The ASA must make sure future generations don't recoil at our commercials.

July’s been quite the month for gender in the news. From Jodie Whittaker’s casting in Doctor Who, to trains “so simple even women can drive them”, to how much the Beeb pays its female talent, gender issues have dominated. 

You might think it was an appropriate time for the Advertising Standards Authority (ASA) to launch our own contribution to the debate, Depictions, Perceptions and Harm: a report on gender stereotypes in advertising, the result of more than a year’s careful scrutiny of the evidence base.

Our report makes the case that, while most ads (and the businesses behind them) are getting it right when it comes to avoiding damaging gender stereotypes, the evidence suggests that some could do with reigning it in a little. Specifically, it argues that some ads can contribute to real world harms in the way they portray gender roles and characteristics.

We’re not talking here about ads that show a woman doing the cleaning or a man the DIY. It would be most odd if advertisers couldn’t depict a woman doing the family shop or a man mowing the lawn. Ads cannot be divorced from reality.

What we’re talking about is ads that go significantly further by, for example, suggesting through their content and context that it’s a mum’s sole duty to tidy up after her family, who’ve just trashed the house. Or that an activity or career is inappropriate for a girl because it’s the preserve of men. Or that boys are not “proper” boys if they’re not strong and stoical. Or that men are hopeless at simple parental or household tasks because they’re, well...men.

Advertising is only a small contributor to gender stereotyping, but a contributor it is. And there’s ever greater recognition of the harms that can result from gender stereotyping. Put simply, gender stereotypes can lead us to have a narrower sense of ourselves – how we can behave, who we can be, the opportunities we can take, the decisions we can make. And they can lead other people to have a narrower sense of us too. 

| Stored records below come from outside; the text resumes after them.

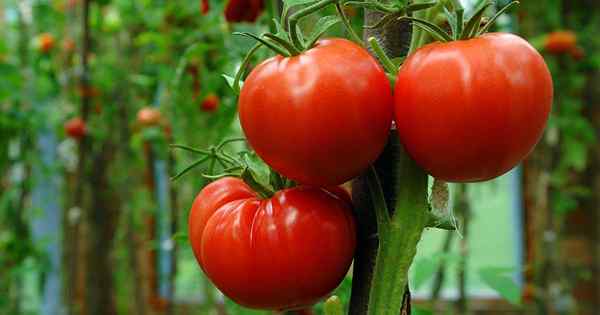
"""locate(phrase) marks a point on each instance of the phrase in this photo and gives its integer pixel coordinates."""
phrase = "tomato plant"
(310, 120)
(283, 252)
(471, 110)
(75, 128)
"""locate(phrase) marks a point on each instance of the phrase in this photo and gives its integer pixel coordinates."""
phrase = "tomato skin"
(148, 116)
(210, 103)
(286, 252)
(204, 7)
(471, 110)
(75, 128)
(45, 42)
(311, 120)
(560, 42)
(243, 10)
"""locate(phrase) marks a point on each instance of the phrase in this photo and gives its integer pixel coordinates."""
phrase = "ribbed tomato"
(319, 118)
(471, 110)
(285, 252)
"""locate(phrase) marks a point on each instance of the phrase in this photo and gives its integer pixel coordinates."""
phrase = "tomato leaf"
(324, 24)
(499, 279)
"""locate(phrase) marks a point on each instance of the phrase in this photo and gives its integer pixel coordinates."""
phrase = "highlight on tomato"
(286, 251)
(75, 128)
(560, 42)
(243, 10)
(471, 110)
(310, 120)
(210, 103)
(149, 116)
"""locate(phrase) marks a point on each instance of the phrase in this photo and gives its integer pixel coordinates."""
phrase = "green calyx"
(461, 28)
(246, 165)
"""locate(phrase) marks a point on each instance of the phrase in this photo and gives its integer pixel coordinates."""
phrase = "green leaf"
(323, 24)
(500, 280)
(291, 3)
(230, 80)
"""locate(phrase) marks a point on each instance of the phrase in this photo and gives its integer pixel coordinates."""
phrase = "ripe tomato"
(471, 110)
(285, 252)
(204, 7)
(319, 118)
(210, 103)
(148, 116)
(243, 10)
(45, 42)
(75, 128)
(560, 42)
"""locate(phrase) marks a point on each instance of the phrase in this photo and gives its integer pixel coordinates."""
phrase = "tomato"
(243, 10)
(285, 252)
(149, 116)
(471, 110)
(560, 42)
(45, 42)
(204, 7)
(577, 53)
(210, 103)
(75, 128)
(319, 118)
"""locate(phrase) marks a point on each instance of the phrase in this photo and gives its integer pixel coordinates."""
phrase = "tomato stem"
(398, 238)
(347, 24)
(387, 63)
(295, 18)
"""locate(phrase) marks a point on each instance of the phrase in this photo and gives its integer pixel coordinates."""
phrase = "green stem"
(387, 63)
(243, 66)
(398, 240)
(347, 24)
(419, 36)
(295, 18)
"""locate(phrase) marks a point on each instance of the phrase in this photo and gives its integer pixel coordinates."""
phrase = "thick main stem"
(398, 242)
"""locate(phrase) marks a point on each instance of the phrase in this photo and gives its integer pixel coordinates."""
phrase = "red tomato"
(204, 7)
(319, 118)
(45, 42)
(471, 110)
(560, 42)
(149, 116)
(75, 128)
(285, 252)
(210, 103)
(243, 10)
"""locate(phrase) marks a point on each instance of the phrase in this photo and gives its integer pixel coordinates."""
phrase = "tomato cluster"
(466, 110)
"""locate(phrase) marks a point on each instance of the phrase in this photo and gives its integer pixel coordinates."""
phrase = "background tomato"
(149, 116)
(319, 118)
(471, 110)
(285, 252)
(75, 128)
(243, 10)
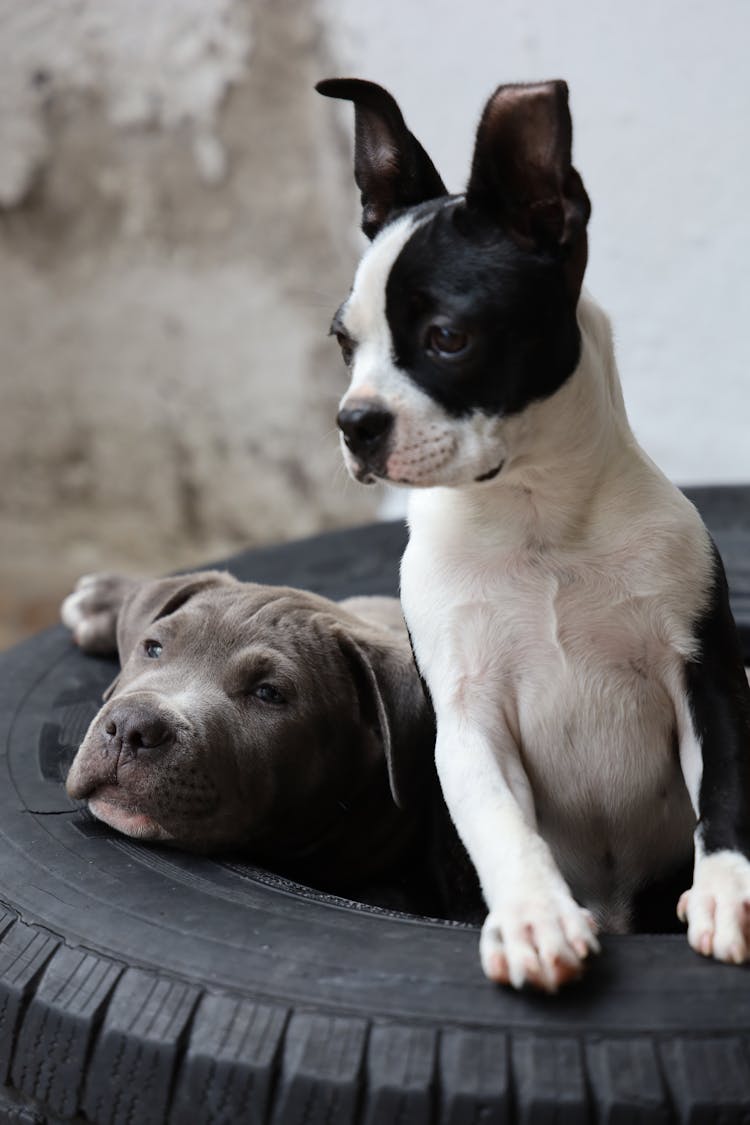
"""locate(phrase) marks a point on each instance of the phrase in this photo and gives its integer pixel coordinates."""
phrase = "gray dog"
(254, 716)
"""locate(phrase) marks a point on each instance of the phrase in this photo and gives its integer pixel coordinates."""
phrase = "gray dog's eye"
(268, 693)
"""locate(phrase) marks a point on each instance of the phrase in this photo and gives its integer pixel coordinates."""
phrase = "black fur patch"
(719, 696)
(461, 271)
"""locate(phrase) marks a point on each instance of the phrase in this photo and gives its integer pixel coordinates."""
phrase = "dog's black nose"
(138, 728)
(366, 426)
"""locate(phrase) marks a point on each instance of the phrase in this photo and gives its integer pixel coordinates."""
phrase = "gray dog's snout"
(366, 426)
(138, 727)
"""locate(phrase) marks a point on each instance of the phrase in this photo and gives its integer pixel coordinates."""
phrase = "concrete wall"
(178, 222)
(660, 95)
(177, 226)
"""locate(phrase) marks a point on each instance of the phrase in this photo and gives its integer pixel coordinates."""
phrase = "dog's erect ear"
(395, 703)
(522, 173)
(151, 601)
(391, 169)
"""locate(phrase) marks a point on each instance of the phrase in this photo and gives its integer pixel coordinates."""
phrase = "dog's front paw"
(90, 612)
(538, 939)
(716, 908)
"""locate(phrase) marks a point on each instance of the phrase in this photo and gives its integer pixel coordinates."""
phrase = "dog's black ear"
(150, 601)
(522, 172)
(391, 169)
(395, 703)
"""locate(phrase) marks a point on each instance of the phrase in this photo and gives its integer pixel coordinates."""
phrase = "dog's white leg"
(535, 933)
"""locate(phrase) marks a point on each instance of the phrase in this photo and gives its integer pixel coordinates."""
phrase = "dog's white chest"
(571, 656)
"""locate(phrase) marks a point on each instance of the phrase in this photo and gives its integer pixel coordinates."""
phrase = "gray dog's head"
(249, 714)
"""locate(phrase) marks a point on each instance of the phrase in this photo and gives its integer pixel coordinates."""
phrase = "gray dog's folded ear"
(151, 601)
(395, 703)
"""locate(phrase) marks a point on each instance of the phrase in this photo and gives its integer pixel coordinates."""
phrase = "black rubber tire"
(145, 986)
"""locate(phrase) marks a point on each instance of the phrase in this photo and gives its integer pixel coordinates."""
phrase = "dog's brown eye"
(269, 694)
(445, 341)
(346, 345)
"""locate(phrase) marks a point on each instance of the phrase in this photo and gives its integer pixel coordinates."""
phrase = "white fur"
(428, 447)
(551, 612)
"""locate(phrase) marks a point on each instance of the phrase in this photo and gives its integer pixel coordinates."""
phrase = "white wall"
(660, 95)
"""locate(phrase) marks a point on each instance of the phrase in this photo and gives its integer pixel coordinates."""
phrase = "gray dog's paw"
(90, 612)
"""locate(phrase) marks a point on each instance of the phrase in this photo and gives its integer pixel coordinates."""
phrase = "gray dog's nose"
(137, 727)
(366, 428)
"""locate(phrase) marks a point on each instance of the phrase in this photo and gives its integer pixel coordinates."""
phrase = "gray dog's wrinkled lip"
(123, 817)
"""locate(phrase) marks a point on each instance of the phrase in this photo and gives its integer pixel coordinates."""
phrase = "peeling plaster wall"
(660, 95)
(175, 230)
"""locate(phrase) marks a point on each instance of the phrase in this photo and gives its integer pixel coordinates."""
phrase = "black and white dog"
(568, 610)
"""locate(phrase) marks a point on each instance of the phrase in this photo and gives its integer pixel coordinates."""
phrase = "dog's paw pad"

That can affect individuals, whatever their gender. It can affect the economy: we have a shortage of engineers in this country, in part, says the UK’s National Academy of Engineering, because many women don’t see it as a career for them. And it can affect our society as a whole.

Many businesses get this already. A few weeks ago, UN Women and Unilever announced the global launch of Unstereotype Alliance, with some of the world’s biggest companies, including Proctor & Gamble, Mars, Diageo, Facebook and Google signing up. Advertising agencies like JWT and UM have very recently published their own research, further shining the spotlight on gender stereotyping in advertising. 

At the ASA, we see our UK work as a complement to an increasingly global response to the issue. And we’re doing it with broad support from the UK advertising industry: the Committees of Advertising Practice (CAP) – the industry bodies which author the UK Advertising Codes that we administer – have been very closely involved in our work and will now flesh out the standards we need to help advertisers stay on the right side of the line.

Needless to say, our report has attracted a fair amount of comment. And commentators have made some interesting and important arguments. Take my “ads cannot be divorced from reality” point above. Clearly we – the UK advertising regulator - must take into account the way things are, but what should we do if, for example, an ad is reflecting a part of society as it is now, but that part is not fair and equal? 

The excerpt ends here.